The indictment says Johnson showed “favor and affection”
toward Greg McMichael in the investigation and interfered with police officers
at the scene by “directing that Travis McMichael should not be placed under
arrest.”
Johnson did not immediately return a phone message seeking
comment Thursday afternoon. She has previously insisted she did nothing wrong,
saying she immediately recused herself from the case because Greg McMichael was
a former employee.
“I’m confident that when the truth finally comes out on
that, people will understand our office did what it had to under the
circumstances,” Johnson told The Associated Press in November after she lost
reelection.
Lee Merritt, an attorney for Arbery's mother, said in a
statement Thursday that prosecutors “must be held accountable when they
interfere with investigations in order to protect friends and law enforcement.”
Arbery's mother, Wanda Cooper Jones, posted her reaction on
Facebook: “Former DA Jackie Johnson....Indicted!!! JusticeForMyBaby!!!!”
In his call for an investigation into prosecutorial
misconduct, Carr asked the GBI not only to investigate Johnson's actions
related to the killing but also those of Waycross Judicial Circuit District
Attorney George Barnhill.

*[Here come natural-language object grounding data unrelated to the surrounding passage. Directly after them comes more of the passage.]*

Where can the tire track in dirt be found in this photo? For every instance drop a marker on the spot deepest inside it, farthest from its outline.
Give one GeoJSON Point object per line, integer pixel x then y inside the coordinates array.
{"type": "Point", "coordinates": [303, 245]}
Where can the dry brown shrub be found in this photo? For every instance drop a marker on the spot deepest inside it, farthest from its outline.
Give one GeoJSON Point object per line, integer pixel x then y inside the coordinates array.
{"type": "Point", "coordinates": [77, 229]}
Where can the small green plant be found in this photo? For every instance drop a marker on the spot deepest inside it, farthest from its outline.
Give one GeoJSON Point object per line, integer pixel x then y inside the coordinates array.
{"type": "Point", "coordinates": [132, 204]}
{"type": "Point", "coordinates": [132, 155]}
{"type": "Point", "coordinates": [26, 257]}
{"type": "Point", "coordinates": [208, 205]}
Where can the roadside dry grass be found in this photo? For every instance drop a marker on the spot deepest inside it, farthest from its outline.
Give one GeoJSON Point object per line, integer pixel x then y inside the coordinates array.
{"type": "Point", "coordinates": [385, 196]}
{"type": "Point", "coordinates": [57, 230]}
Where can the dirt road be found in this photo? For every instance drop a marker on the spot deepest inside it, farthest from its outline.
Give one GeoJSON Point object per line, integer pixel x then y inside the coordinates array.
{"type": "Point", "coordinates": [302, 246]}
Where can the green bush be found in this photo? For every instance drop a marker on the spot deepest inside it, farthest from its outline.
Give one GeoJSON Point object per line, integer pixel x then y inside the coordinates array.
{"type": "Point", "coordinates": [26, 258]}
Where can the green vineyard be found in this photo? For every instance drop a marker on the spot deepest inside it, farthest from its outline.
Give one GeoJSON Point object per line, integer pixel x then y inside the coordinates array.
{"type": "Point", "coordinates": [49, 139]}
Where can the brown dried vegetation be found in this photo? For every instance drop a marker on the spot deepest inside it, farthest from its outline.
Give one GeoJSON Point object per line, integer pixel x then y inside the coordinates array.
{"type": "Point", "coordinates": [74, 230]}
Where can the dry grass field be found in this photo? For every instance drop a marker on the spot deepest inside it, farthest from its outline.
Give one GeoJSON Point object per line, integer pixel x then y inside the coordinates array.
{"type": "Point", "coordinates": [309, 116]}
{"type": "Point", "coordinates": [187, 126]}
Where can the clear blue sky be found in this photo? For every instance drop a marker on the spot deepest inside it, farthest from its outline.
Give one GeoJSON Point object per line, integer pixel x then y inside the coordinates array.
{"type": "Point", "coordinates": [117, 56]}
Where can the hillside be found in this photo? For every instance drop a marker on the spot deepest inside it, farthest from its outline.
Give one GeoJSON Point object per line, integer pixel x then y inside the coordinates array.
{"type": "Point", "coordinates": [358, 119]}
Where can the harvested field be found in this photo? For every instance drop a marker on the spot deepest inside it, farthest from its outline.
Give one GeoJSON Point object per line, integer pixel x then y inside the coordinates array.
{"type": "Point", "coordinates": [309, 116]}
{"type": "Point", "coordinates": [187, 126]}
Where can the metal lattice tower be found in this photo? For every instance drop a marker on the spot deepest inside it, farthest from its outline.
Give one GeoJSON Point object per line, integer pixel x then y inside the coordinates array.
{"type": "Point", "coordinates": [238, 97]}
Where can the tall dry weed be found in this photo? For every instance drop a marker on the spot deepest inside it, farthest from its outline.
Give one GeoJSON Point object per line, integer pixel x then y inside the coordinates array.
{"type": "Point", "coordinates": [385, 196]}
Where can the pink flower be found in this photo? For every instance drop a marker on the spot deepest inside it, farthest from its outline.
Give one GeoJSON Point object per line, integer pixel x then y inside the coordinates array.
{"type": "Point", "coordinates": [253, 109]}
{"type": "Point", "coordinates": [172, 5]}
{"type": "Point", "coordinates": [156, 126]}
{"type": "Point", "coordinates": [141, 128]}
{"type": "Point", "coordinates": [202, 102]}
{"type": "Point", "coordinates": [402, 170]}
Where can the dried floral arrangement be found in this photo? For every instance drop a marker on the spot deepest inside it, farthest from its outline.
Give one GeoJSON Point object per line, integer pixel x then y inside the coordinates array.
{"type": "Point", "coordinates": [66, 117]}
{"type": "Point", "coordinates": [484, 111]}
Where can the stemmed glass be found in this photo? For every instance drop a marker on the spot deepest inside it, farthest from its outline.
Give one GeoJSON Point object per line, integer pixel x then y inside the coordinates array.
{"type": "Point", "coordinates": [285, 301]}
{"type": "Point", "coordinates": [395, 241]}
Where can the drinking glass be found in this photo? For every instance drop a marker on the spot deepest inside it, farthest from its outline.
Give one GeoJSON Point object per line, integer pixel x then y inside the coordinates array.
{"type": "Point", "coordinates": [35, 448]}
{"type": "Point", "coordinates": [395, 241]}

No charges have been announced against Barnhill.
After the shooting, Johnson called Barnhill to handle
questions from police about how to handle the shooting.
Carr ended up appointing Barnhill to take over on Feb. 27,
four days after the shooting. In his letter ordering an investigation last May,
Carr said he was never told that Barnhill had already advised police “that he
did not see grounds for the arrest of any of the individuals involved in Mr.
Arbery’s death.”
Barnhill later recused himself as well, after Arbery's
family learned his son worked for Johnson as an assistant prosecutor. But
before he stepped aside, Barnhill wrote a letter to a Glynn County police
captain saying the McMichaels “were following, in ‘hot pursuit,’ a burglary
suspect, with solid first hand probable cause, in their neighborhood, and
asking/ telling him to stop.”
“It appears their intent was to stop and hold this criminal
suspect until law enforcement arrived. Under Georgia Law this is perfectly
legal,” Barnhill advised in the letter, referencing Georgia's Civil War-era
citizen arrest statute.
That law was repealed in May 2021, with overwhelming support
from Republicans and Democrats, as a reaction to Arbery's death.
Johnson told the AP in May 2020 that Glynn County police
contacted two of her assistant prosecutors on the day of the shooting. She said
it was the officers who “represented it as burglary case with a self-defense
issue.”
"Our office could not advise or assist them because of
our obvious conflict,” Johnson said.
Johnson blamed the controversy over Arbery's death for her
election defeat last year after a decade as top prosecutor for the five-county
circuit in southeast Georgia. She was defeated by independent candidate Keith
Higgins, who had to collect thousands of signatures to get on the ballot.